I think the goal of any expansion draft would be to get through it without losing: future assets (think trades to keep other good players) and also keeping your core intact. Colorado is set up nicely for an expansion draft in the next two years. With many high quality ELC’s on the way we may be hurting if expansion is delayed much more than that, but for now I think we’ll be just fine.
tigervixxxen – There seems to be disagreement on where the Avs’ cap situation stands to look in the 2019-2020 season. Where do you see the contracts and available cap at that time?
I’m of the belief that this is the best position the Avalanche franchise has been in since the inception of the Salary Cap. From talent to contracts and expansion to finances the team finally looks stable enough for a prolonged chance at success. So, for me, I see nothing but positives coming for our future. Provided that we don’t have a post playoff 2013/2014 season redo where we thought we were THERE and went for it early, I see no cause for concern regarding the cap and contract situation.
On Contracts: we currently are sitting at 44 of a possible 50 contracts. Generally, and even with a lot of upcoming draft picks, that number only fluctuates so much. Unless we sign an exorbitant amount of UFA’s (please dear god no) or don’t properly space out our ELC’s the issue of contracts resolves itself. I do like that we have plenty of flexibility currently on contracts. In my opinion, the worst case scenario here is that we make a 3 for 1 type superstar (think Tyson Barrie here) for ELC trades and we end up hovering around 47/48 contracts.

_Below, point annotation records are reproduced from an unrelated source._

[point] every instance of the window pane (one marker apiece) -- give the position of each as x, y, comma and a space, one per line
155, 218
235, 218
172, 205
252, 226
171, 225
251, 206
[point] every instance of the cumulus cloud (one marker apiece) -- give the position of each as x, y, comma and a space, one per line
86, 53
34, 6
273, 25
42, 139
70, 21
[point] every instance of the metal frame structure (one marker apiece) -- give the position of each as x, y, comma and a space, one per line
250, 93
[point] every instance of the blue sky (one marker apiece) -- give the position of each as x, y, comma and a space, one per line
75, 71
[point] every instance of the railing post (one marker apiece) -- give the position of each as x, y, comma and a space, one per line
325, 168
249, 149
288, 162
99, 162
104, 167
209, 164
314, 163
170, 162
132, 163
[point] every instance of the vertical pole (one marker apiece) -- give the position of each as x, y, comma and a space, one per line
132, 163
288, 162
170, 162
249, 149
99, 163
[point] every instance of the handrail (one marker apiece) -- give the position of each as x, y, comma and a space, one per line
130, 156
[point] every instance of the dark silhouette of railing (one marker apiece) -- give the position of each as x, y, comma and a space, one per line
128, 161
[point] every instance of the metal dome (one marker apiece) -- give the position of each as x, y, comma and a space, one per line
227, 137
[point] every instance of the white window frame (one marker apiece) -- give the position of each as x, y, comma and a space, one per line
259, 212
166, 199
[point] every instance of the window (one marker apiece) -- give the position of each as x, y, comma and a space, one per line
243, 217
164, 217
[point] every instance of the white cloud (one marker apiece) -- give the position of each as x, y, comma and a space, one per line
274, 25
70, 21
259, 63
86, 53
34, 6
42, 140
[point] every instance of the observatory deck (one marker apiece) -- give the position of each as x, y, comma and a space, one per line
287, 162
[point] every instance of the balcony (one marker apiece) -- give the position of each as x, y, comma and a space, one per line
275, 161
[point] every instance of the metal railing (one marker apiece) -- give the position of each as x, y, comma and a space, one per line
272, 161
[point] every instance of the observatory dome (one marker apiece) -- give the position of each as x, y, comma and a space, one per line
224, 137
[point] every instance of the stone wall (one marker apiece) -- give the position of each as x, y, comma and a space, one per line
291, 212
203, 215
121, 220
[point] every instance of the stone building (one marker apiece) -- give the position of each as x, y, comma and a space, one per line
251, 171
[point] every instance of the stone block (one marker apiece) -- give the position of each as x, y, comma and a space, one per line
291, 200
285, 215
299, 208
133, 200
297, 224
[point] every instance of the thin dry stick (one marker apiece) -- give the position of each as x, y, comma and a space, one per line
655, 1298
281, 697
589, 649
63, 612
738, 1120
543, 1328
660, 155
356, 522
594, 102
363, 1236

On the available cap: I think as long as we limit our activity in UFA to
nothing short term and lower money contracts we will be just fine here too. For as many players who may need big money contracts (Jost, Rantanen, Zadorov, and Girard) at that time or prior just as many will be coming off the books (Wilson, Varly, Comeau, and maybe a Barrie trade too). Not to mention that Beauchemin and Colborne’s contracts will no longer be hitting our cap either. Going into the 2019/2020 season as of this moment Colorado will have a whopping $45 million dollars to play with and that’s assuming that the Salary Cap will remain stagnant. The only way I see that we come close to being a cap strapped steam by 2019 would be if we make a play for someone like John Tavares or Drew Doughty and eat 1/8 of our projected cap on one player. Some may say you take that chance and worry about the cap later, I’m of the belief that it’s a situation better avoided altogether. I’d rather not accelerate the building of Rome.